Democracy could ‘collapse’ in Greece, Spain and Portugal unless urgent action is taken to tackle the debt crisis, the head of the European Commission has warned.How odd. I thought being part of the European Union meant that those European values among which democracy and human rights come top are secure for ever. You mean member states are capable of reverting to their own historical precedents? Who knew?
In an extraordinary briefing to trade union chiefs last week, Commission President Jose Manuel Barroso set out an ‘apocalyptic’ vision in which crisis-hit countries in southern Europe could fall victim to military coups or popular uprisings as interest rates soar and public services collapse because their governments run out of money.

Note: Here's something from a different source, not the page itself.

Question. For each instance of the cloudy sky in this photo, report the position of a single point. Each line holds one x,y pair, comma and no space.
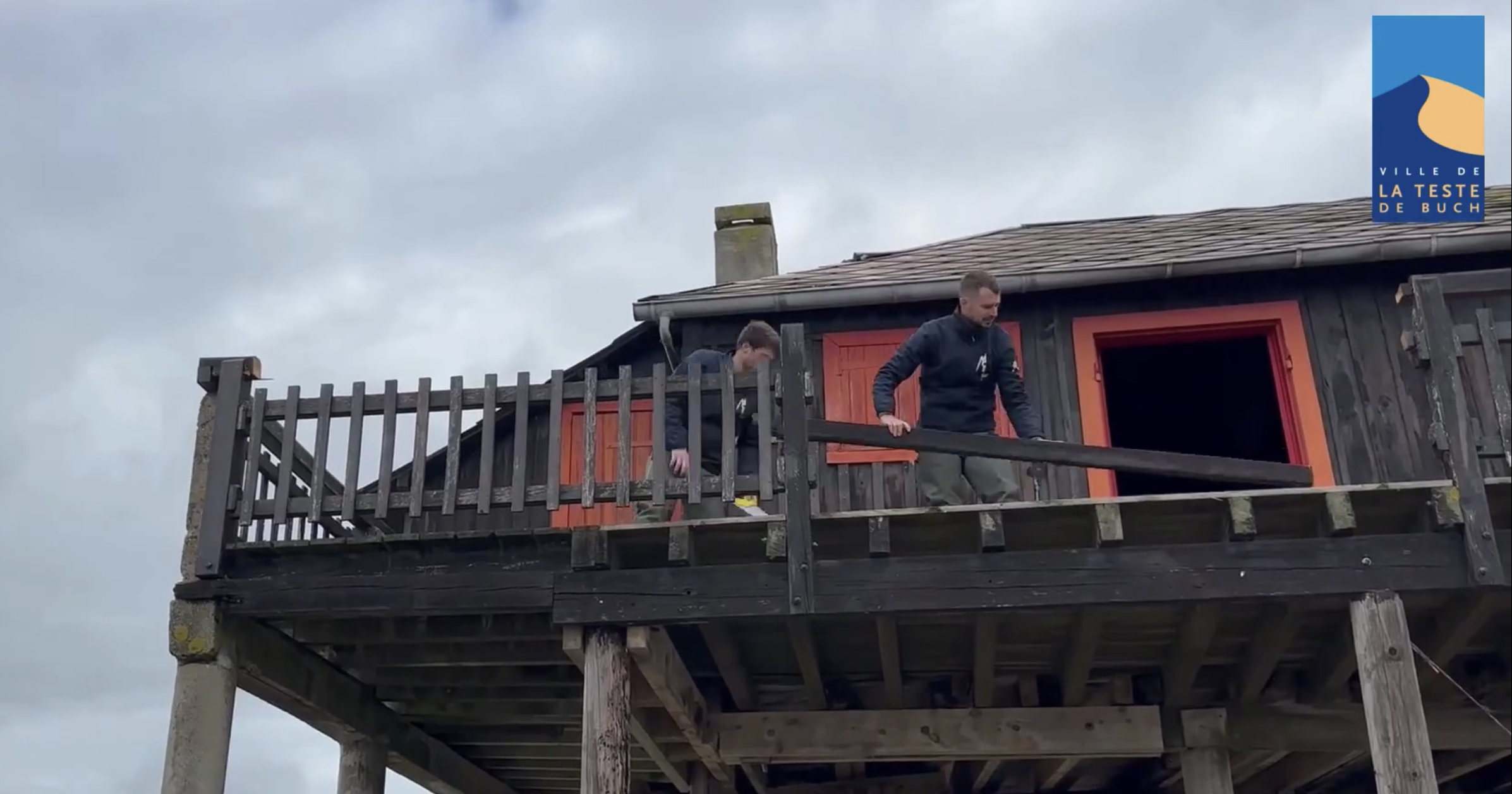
366,190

There are a couple of aspects to this event that need to be noted. In the first place, President Barroso is not an elected president of anything, let alone the European Union, so the notion of him pontificating about democracy is absurd.
Secondly, he was addressing trade union chiefs. Whatever may have been the case long in the past, recent experience with trade unions is that they are not precisely in favour of democracy either within their own ranks or outside them. In fact, this briefing is about as undemocratic as can be, not because President Barroso is not allowed to brief trade union chiefs but because it is all part and parcel of the EU's effort to create a post-democratic structure of civil society organizations, set up by the Commission in the first place, consulting and being briefed by the self-same Commission as a substitute for accountable democracy.
Thirdly, the EU is and has always been an undemocratic, indeed an anti-democratic structure. What he means by democracy disappearing is that the democratic institutions that have already been hollowed out by the EU might disappear. That is not the same thing at all.